High up and high end

Ramat Sharett and Ramat Denia have attracted well-to-do families since their inception.

The Ramat Sharett neighborhood of Jerusalem (photo credit: courtesy)
The Ramat Sharett neighborhood of Jerusalem
(photo credit: courtesy)
Ramat Sharett and Ramat Denia are two high-end neighborhoods in the southwest corner of Jerusalem. Demand for real estate in the area is relatively high, and homes there tend to be more expensive than in other parts of the capital.
Like many other outlying Jerusalem neighborhoods, these were planned and built after the Six Day War. The government was keen on enlarging Jerusalem, and the only way to do this was through a massive program to build new neighborhoods.
Ramat Sharett was named in honor of Moshe Sharett, the country’s second prime minister (1953- 1955), while Ramat Denia was named after the Denia Sibus construction company, which was instrumental in building the neighborhood.
From its inception, the area attracted middle-class families, because it was planned well on the outskirts of the city and therefore had a suburban atmosphere.
It also attracted religious families because of its proximity to the established religious neighborhood of Bayit Vagan. Today Ramat Denia’s population is almost entirely secular, while Ramat Sharett is slowly but surely losing its secular character – a process going on in other parts of Jerusalem as well because the number of religious Jerusalemites is growing.
Contributing to this growth are religious Jews from the Diaspora, for whom Ramat Sharett has a strong appeal.
Ramat Sharett’s main attraction – so to speak – is the Holyland residential complex. Many – myself included – consider it a blot on the Jerusalem skyline. In a lower part of the city, it might have been attractive and modern-looking; in its present location, at the crest of a hill, many see it as an architectural monstrosity.
In fact, according to the original zoning, it should not have been there at all.
The project was built on the site of the old Holyland Hotel, a famous Jerusalem landmark that featured a highly detailed model of the city in the Second Temple era.

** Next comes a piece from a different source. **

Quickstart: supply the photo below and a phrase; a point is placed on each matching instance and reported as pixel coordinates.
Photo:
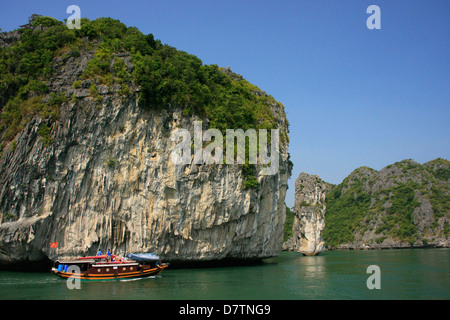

The Holyland residential complex is vast, with approximately 500 expensive luxury dwellings that are popular among French Jews who have either made aliya or bought property for investment purposes or as second homes. It is also much favored by national religious Jews.
The Holyland complex consists of a residential tower over 30 stories high and five other buildings with eight to 12 stories each, connected at the top two floors by a bridge apartment. The complex has a series of terraced dwellings at its base.
Today demand for real estate in the area is relatively strong, and the weak real-estate markets of the past two years have affected it less than they have other parts of the capital.
This holds true for the Holyland complex as well; the corruption scandal has not affected demand.
Generally speaking, and despite its outward appearance clashing with the topography, the apartments in the Holyland are large, airy and well-built.
The apartments in the area are modern, and in contrast to other “modern” developments, there is a selection of sizes. One can find two-room apartments – something of rarity in buildings built after the 1960s – as well as three-, four- and five-room apartments, terraced dwellings built on the sloping terrain, garden apartments, penthouses and mini-penthouses.
Despite the appeal of the area, price is a barrier, and only those with deep pockets can afford the hefty prices.
“Demand in the area usually outstrips supply, but prices are holding steady, with a tendency to creep upward,” Michal Harel of the Anglo-Saxon Jerusalem real-estate agency tells In Jerusalem. “Prices are high, and large price increases may outprice them for the type of buyer common in the area. The buyers are usually comfortably off, but even they have a price limit.”
The average price for a three-room apartment is NIS 1.3 million to NIS 1.5m. An average four-room apartment may cost from NIS 1.9m. to NIS 2m., while a five-room apartment can cost from NIS 2.8m. to over NIS 3m.